“God the Father, and the Saints Roch and Roman”, a Perugino fresco in Deruta

St. Romano in Renaissance clothing turns his gaze towards God, inscribed in an almond-shaped frame in the centre of the work; St. Roch, dressed as a pilgrim, looks towards the viewer showing a bleeding wound on his right thigh, a sign of the plague that struck him during his lifetime. Below their feet, there is a floor with geometric motifs and further down there is the town of Deruta, also indicated by Saint Roman. Behind the two Saints, a plain drape forms the background of the composition.
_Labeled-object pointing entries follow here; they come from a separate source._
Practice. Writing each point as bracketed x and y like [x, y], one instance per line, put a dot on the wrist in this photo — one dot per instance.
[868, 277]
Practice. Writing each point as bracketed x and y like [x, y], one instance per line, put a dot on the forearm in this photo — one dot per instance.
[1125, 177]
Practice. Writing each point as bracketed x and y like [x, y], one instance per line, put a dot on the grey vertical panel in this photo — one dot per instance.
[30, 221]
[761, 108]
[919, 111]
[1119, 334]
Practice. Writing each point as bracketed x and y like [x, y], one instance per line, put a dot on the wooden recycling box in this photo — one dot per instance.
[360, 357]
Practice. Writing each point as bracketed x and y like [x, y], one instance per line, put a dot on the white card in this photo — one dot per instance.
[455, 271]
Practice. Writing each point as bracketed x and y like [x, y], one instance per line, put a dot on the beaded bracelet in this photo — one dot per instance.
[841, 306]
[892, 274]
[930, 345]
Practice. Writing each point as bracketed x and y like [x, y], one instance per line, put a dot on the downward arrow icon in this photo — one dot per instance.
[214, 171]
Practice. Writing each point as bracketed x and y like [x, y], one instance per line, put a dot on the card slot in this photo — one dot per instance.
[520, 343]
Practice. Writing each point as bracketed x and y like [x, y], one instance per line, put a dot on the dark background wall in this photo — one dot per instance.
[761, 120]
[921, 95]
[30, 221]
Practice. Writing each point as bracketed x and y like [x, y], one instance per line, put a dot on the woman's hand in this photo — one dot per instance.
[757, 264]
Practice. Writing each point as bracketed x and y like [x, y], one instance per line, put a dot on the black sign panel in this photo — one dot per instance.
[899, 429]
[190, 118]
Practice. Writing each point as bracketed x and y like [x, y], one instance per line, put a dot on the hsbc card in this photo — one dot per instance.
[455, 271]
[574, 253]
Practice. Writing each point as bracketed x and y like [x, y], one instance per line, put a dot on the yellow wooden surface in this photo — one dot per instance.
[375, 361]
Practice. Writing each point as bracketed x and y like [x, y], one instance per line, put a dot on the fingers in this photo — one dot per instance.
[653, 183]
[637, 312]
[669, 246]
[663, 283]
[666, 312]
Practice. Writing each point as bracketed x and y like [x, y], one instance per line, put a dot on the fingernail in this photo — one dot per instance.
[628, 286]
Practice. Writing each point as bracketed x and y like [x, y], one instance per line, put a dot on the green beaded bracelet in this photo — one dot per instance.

“God the Father, and the Saints Roch and Roman”, a Perugino fresco in Deruta

God the Father, and the Saints Roch and Roman is a fresco painted by Perugino for the Church of Saint Francis in Deruta, near Perugia. The main characters in it are Saint Roch and Saint Roman, the former looking at God who appears above, inside an almond-shaped halo; the latter, dressed as a pilgrim, showing a wound in his thigh (a mark left by the plague). Both have a stick in their hand. The Saints, in elegant and well balanced poses, fill an ideal space defined by a geometrically decorated floor and a red drape hanging behind them.

The plague makes the date of the painting unclear

Below the two Saints, their names and an inscription can be read. According to the inscription, the painting was made in 1475, following a decree of the authorities. It is however possible that it was made after 1476, the year in which Deruta was actually hit by the plague. The fresco may in fact have been commissioned as an ex voto (a picture which thanks God or a Saint for granting a benefit) after the epidemic had ended.

The panorama of Deruta in the lower part of the fresco – shown by Saint Roman’s hand, and anyway easy to recognize from its buildings – seems to confirm the hypothesis, inasmuch as it would stress the Saints’ intercession for the faithful who lived there.

The fresco has been removed from its original place, and is currently on exhibition in the town’s Art Gallery (Pinacoteca).

Common traits with other Perugino works

This fresco has been termed “the primary cell of the Perugino language, that would then dominate everywhere” (P. Scarpellini, 1984). It stylistically recalls the Adoration of the Magi in the National Gallery of Umbria, Perugia, made about 1475 – namely one of the very first works carried out by the artist in Perugia after his years of apprenticeship in Florence.

Perugino’s fame would quickly reach Rome and the Pope, who would commission him to decorate the apse of the Chapel of the Conception in Saint Peter’s Basilica (the older building, dating back to Emperor Constantine) in 1479, and the side walls of the Sistine Chapel, together with Botticelli, Ghirlandaio, and Cosimo Rosselli, in 1481.